Chemical looping processes - particle characterization, ionic diffusion-reaction mechanism and reactor engineering

The chemical looping strategy for fossil energy applications promises to achieve an efficient energy conversion system for electricity, liquid fuels, hydrogen, and/or chemical generation while economically separating CO2 by looping reaction design in the process. Two types of chemical looping technologies have been developed based on two different reactions of chemical looping intermediates. Type I chemical looping systems utilize metal and metal oxide reduction-oxidation properties to perform the looping reactions. Type II chemical looping systems utilize metal oxide and metal carbonate carbonation-calcination properties to perform the looping reactions.

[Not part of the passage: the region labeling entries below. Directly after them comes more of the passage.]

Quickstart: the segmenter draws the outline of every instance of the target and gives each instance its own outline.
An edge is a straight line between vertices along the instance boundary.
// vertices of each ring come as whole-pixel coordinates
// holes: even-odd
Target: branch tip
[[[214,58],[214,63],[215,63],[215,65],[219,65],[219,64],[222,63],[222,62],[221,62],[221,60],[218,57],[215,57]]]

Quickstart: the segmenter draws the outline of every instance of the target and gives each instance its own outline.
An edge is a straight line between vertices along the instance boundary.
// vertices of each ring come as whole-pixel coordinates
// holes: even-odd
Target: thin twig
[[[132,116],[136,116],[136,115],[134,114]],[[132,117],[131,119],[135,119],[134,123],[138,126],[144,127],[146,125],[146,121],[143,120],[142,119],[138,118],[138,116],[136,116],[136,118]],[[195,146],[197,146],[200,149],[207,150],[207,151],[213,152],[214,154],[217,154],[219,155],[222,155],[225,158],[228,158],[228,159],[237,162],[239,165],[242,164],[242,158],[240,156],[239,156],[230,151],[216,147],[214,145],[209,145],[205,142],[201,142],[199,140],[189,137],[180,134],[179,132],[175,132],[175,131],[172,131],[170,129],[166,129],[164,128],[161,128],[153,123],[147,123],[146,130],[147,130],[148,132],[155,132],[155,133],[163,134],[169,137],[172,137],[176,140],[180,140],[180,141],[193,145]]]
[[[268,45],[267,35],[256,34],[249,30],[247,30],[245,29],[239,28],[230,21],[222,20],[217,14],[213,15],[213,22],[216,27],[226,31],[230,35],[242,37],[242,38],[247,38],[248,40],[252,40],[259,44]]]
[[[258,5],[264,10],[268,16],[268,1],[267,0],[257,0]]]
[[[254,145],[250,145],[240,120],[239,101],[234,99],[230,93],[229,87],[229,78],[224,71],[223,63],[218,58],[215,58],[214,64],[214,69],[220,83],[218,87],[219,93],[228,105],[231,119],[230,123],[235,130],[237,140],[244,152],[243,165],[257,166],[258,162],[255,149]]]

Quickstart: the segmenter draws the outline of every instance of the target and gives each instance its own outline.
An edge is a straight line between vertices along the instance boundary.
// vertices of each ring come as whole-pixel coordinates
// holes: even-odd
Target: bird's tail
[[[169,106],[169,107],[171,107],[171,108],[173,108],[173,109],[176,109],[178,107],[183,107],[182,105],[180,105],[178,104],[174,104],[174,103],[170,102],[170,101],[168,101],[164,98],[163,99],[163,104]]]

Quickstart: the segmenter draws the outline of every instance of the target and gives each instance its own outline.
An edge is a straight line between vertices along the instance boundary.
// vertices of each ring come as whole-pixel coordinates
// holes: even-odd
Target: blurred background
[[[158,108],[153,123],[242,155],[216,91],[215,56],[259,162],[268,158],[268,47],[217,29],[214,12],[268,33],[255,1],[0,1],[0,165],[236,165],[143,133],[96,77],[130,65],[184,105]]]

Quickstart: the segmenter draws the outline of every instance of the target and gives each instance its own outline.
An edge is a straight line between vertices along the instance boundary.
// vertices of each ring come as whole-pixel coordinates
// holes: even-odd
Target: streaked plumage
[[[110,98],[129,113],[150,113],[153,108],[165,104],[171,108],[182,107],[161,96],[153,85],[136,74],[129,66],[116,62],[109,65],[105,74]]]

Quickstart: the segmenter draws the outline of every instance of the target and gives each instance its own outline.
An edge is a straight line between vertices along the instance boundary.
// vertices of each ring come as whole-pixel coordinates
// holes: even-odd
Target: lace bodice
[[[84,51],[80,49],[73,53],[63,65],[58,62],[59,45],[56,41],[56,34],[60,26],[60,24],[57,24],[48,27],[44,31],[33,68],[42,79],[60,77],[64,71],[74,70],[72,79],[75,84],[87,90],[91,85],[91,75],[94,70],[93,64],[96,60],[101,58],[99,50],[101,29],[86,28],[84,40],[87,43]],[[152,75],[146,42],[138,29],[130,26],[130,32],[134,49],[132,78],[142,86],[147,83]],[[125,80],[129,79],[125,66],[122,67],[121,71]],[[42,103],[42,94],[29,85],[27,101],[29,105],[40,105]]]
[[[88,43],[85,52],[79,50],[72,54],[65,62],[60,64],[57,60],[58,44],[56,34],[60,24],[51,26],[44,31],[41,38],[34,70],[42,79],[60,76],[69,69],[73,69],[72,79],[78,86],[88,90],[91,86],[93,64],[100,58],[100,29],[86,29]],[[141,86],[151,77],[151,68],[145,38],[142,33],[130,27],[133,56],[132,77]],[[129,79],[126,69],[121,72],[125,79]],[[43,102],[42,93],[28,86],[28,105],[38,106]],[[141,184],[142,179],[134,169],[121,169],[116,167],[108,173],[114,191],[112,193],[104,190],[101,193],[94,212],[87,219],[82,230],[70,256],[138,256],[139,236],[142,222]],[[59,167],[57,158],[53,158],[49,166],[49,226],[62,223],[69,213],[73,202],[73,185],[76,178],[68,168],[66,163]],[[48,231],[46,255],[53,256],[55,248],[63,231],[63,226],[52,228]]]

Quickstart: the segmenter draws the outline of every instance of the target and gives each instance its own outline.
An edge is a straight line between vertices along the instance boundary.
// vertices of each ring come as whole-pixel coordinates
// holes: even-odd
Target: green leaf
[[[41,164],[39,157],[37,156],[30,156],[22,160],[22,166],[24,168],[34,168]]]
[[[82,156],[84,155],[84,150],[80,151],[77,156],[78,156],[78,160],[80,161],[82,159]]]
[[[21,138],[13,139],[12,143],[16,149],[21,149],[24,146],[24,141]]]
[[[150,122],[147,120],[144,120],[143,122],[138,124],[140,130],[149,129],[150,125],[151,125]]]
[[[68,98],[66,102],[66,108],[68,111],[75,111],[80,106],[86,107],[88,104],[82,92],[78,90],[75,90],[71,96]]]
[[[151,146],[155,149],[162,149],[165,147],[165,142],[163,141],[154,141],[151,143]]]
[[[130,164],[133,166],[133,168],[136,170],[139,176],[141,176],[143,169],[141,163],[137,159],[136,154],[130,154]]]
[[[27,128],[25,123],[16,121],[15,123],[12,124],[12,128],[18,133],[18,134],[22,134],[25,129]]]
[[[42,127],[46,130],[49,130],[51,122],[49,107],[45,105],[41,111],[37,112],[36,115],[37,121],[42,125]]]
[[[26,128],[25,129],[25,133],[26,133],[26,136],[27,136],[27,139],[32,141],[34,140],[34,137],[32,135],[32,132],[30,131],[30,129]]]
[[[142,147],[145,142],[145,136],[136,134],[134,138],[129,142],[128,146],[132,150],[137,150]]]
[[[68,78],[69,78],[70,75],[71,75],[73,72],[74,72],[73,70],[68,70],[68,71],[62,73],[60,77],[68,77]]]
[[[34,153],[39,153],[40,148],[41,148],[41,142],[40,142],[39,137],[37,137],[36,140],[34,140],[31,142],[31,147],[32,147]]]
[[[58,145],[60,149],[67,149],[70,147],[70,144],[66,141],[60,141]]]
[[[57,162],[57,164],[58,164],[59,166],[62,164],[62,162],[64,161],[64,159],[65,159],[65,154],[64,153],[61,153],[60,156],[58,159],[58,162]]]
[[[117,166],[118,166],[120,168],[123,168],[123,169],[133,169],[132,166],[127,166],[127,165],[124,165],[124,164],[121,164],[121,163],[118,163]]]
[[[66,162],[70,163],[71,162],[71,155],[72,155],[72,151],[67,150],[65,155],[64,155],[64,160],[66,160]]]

The type of metal or metal oxide along with their preparation methods for applications in both types of chemical looping systems plays significant roles in the chemical looping technology performance. Understanding the reaction mechanism associated with looping intermediates in both types of reactions is important to the rate process of reactions, in turn affecting the design of the looping particles. Furthermore, as conversions of gaseous and solid reactants are closely associated with their contact modes, the intricate contact mode plays an important role in determining the reactant conversions and hence the solid reactant flux in the reactors. The purpose of this paper is thus to provide a perspective on the two key aspects of chemical looping technology, which are not well reported in the literature, namely, reaction mechanism and reactor engineering.